Scotland’s Glasgow City Council has raised the Palestinian flag over the city chambers in a move to express its solidarity with the people of the Gaza Strip.
Sadie Docherty, Lord Provost, or civic head, of Scotland’s largest city said Friday that the flag is an expression of solidarity with Palestinians.
Docherty wrote a letter to Vera Baboun, the mayor of Bethlehem in Palestine’s West Bank, to inform her of this mark of support.
In addition, Docherty offered the Bethlehem mayor “heartfelt sympathy” to the residents in Gaza and said that people of Glasgow “are united by a common desire to support the Palestinian people.”
“I would like to convey my most sincere condolences to the many in your city and throughout Palestine who have been affected by this conflict,” said Docherty.

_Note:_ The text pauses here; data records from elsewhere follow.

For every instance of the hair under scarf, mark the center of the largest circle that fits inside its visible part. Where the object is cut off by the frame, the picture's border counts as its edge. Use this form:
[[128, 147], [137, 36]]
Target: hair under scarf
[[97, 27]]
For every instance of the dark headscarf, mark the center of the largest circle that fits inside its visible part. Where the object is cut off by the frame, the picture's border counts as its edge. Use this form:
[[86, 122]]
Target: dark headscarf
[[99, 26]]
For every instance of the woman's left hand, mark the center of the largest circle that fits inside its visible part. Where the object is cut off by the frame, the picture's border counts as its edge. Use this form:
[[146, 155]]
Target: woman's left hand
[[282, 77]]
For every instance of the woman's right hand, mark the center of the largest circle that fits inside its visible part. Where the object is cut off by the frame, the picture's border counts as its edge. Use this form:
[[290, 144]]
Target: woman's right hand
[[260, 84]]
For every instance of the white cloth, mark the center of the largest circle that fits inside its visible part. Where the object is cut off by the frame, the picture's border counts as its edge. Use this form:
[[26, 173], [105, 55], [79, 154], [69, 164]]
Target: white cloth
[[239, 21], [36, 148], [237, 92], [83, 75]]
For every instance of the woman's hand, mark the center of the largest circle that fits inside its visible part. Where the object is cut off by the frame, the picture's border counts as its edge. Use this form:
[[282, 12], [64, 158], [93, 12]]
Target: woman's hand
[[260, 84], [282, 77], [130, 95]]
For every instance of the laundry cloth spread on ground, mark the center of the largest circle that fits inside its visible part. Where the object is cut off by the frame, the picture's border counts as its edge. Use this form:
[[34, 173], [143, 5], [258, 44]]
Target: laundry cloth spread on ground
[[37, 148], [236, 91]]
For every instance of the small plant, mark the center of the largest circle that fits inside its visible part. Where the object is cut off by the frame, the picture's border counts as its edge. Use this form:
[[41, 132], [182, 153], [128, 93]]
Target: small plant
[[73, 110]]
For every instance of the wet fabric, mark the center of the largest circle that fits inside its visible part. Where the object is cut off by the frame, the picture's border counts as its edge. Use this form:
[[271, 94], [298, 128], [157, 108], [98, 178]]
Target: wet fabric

The decision to raise the Palestinian flag was met by criticism from the Glasgow Jewish Representative Council, while residents of Glasgow welcomed the move, saying on their Twitter accounts that the city made them “proud to be Glaswegian.”
Fife Council has also announced plans to fly the Palestinian flag over Fife House in Glenrothes for a week in protest at the suffering of the people of Gaza.
The support for Palestinians came on the same day as Israel resumed its military offensive in the besieged Gaza Strip after the expiry of a 72-hour-long truce between Tel Aviv and the Palestinian resistance movement Hamas.
About 1,900 Palestinians, including more than 400 children, have been killed and over 9,500 others wounded since the Israeli military first launched its brutal military aggression against Gaza on July 8.